Matthew was a tax collector.  He felt far from God.  He was in the wrong profession.  He was not allowed in the temple.  He was not allowed to be in the worshiping assembly there.  And yet, here Jesus comes near and calls him to follow.  He takes Matthew as his disciple and Matthew remembers and records the stories of Jesus in our Bible that we read today.

Little girls are not allowed near God, even one belonging to the leader of the synagogue.  People of God do not touch dead people or even go into the same room as them.  It makes them ritually unclean.  But this leader who has been with his daughter comes to Jesus and begs for his help and Jesus comes near, takes her hand, and raises her to new life, long before he raises Lazarus.

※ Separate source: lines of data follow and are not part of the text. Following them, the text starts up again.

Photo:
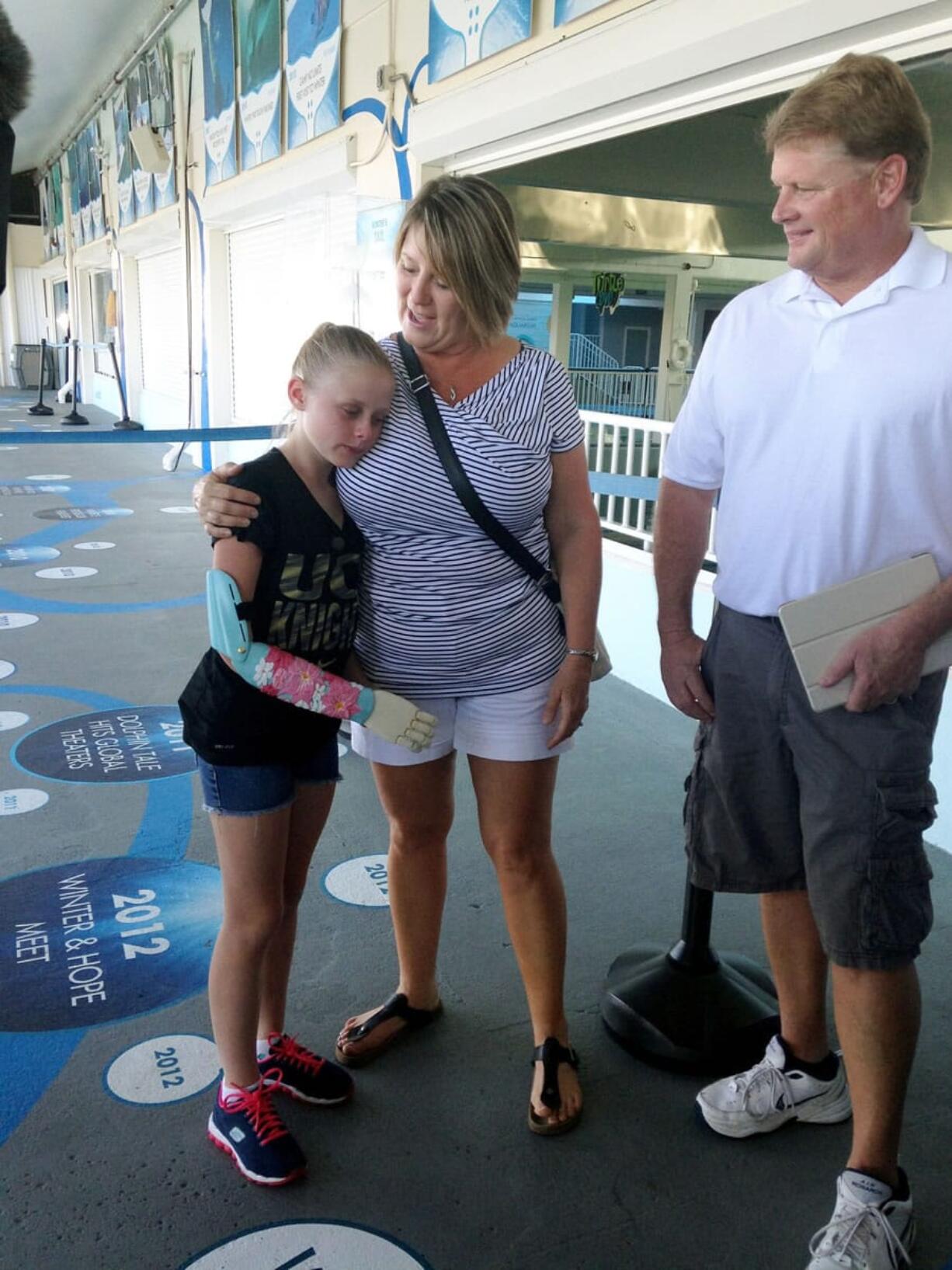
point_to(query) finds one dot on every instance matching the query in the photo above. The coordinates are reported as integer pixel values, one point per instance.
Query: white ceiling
(76, 46)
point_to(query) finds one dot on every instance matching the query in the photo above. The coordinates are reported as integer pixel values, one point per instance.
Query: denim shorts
(269, 788)
(834, 803)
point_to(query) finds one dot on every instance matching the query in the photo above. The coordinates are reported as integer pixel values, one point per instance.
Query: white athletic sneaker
(767, 1096)
(868, 1228)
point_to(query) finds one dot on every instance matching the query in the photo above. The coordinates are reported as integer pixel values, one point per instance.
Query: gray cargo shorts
(834, 804)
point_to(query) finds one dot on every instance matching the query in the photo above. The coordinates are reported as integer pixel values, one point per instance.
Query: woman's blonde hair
(470, 236)
(867, 104)
(332, 346)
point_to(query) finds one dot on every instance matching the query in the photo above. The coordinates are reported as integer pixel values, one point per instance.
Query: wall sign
(96, 940)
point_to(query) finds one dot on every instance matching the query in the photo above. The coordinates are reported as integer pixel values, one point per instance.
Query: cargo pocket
(896, 908)
(694, 788)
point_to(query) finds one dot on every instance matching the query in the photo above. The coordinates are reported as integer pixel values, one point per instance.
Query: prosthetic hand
(302, 684)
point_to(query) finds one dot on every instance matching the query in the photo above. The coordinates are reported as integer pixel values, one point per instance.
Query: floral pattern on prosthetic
(301, 684)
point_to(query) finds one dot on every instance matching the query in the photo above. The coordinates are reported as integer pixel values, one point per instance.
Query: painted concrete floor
(104, 1047)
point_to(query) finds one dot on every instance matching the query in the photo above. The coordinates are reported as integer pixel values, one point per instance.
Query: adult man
(822, 410)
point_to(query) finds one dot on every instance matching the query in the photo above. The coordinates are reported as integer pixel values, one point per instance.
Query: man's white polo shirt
(826, 428)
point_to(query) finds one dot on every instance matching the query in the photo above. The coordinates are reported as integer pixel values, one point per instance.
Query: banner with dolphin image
(217, 23)
(259, 70)
(123, 159)
(462, 32)
(140, 114)
(312, 71)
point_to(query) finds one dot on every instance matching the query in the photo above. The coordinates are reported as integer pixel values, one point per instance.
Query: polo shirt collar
(923, 266)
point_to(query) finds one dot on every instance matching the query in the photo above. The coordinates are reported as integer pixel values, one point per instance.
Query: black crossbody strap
(461, 483)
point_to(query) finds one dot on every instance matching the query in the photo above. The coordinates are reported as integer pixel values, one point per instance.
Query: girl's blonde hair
(471, 239)
(330, 347)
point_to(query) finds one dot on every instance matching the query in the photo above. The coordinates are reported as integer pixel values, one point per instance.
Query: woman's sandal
(551, 1053)
(395, 1007)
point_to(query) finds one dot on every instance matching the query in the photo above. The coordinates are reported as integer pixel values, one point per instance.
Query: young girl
(268, 770)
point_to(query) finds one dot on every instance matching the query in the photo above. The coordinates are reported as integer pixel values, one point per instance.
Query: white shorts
(504, 725)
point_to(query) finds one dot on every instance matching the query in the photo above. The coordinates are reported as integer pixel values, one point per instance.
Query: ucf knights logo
(608, 291)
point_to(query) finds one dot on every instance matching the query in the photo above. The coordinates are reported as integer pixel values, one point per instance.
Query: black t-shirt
(305, 601)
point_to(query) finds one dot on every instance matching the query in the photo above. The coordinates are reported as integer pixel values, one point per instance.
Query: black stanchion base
(716, 1019)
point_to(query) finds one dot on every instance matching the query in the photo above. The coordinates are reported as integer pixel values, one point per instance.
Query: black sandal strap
(394, 1007)
(551, 1053)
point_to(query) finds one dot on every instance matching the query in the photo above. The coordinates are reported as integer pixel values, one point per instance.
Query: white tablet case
(818, 626)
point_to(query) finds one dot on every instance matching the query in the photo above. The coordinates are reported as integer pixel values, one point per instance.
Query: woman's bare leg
(516, 822)
(418, 803)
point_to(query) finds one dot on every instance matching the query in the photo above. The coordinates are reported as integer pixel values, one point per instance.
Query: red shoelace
(287, 1049)
(258, 1105)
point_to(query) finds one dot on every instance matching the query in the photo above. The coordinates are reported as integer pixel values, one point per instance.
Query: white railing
(628, 447)
(616, 391)
(584, 353)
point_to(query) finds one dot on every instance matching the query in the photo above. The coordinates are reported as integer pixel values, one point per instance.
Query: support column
(674, 360)
(561, 320)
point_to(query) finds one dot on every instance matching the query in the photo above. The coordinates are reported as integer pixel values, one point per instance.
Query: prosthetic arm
(302, 684)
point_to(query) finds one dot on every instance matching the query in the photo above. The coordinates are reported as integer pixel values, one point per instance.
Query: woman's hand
(568, 698)
(224, 507)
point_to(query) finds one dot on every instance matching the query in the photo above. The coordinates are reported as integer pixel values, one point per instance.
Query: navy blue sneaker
(246, 1127)
(305, 1075)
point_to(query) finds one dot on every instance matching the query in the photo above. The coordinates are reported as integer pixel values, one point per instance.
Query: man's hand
(886, 662)
(224, 507)
(680, 672)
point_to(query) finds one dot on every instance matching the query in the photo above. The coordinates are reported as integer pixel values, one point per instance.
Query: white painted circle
(164, 1070)
(16, 802)
(309, 1246)
(66, 570)
(9, 621)
(362, 880)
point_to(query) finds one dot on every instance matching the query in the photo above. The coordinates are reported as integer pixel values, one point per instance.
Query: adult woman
(455, 624)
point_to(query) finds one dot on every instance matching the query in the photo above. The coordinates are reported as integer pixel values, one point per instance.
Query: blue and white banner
(312, 71)
(259, 69)
(137, 89)
(568, 10)
(462, 32)
(123, 159)
(160, 111)
(217, 24)
(96, 180)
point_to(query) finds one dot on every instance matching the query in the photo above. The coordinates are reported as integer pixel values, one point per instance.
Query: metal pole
(40, 408)
(125, 424)
(74, 416)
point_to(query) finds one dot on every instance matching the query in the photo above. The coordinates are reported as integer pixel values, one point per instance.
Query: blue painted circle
(79, 949)
(108, 747)
(12, 558)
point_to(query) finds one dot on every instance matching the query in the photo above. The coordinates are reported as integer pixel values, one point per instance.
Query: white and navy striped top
(444, 611)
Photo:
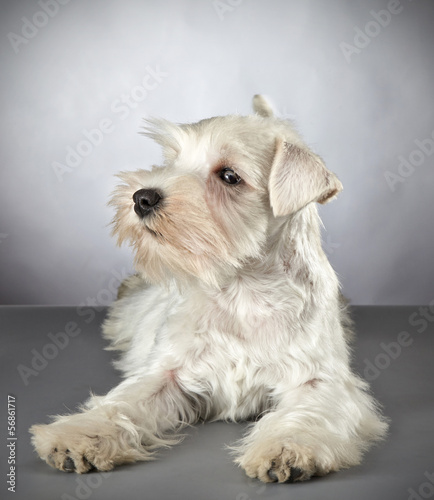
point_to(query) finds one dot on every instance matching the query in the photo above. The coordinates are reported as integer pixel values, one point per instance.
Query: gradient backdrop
(356, 76)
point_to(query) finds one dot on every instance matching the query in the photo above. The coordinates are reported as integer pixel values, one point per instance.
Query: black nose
(145, 200)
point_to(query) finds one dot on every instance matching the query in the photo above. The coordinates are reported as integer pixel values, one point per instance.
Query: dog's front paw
(70, 450)
(286, 464)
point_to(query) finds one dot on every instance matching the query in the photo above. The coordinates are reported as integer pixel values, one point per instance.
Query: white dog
(235, 312)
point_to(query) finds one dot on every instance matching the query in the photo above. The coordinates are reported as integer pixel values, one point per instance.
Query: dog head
(225, 180)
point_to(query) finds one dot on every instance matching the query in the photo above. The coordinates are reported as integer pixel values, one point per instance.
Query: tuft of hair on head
(261, 106)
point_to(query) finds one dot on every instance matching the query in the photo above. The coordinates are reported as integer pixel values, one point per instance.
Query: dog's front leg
(126, 425)
(316, 428)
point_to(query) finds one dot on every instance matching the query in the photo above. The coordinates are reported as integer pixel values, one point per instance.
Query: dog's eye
(229, 176)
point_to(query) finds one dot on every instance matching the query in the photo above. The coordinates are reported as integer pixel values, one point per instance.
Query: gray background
(362, 112)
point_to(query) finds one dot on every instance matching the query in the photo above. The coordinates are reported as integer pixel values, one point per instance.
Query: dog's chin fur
(235, 312)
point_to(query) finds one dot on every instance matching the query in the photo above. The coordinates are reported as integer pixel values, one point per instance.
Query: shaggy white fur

Jesus gets questioned by those who are concerned about ritual purity and staying clean.  Distance is their protection.  But Jesus isn’t having any of it.  He cannot be contaminated or kept away from those who need him.  Life and religion is not about contamination, and ritual and laws and keeping separate.  Those things will only drive people away from each other.  Life and religion is about relationship, love, and mercy, about drawing near.  For those that live by laws, they don’t need Jesus, they don’t want Jesus.  If you can do it yourself and be clean and be righteous, why would you need Jesus?  We do need Jesus.  Just sometimes, some of us recognize it and approach Jesus and ask for his healing and admit our own needs.  He always turns to those who need him as he does these folks today and invites us closer for healing and relationship.

We may sometimes feel that God is far away.  We may sometimes feel like we should be able to handle things ourselves.  We may sometimes feel like we’re strong enough, capable enough.  And then life throws us curveballs—an illness, a close call, a humbling moment and we suddenly see what a fool we’ve been.  We find God has always been close by.

I recently saw the cutest little 2 year old walking down Powell blvd with his mom and sister.  This little kid absolutely refused to hold his mom’s hand.  I was driving but I was keeping an eye out because you never know when he might dart out in the street.  His mom tried to take his hand 4 or 5 times and he just wrenched away, determined to do it himself.  I had to think of how often I treat God like that.  Here God is reaching out trying to guide us and help us and we just want “to do it myself!”  If only we could get through being toddlers.  God is there with us, near to us, trying to hold our hand.  The community is here trying to hold our hand.  In our more gracious moments, may we reach out and take that hand and walk together and experience relationship, love, and hope.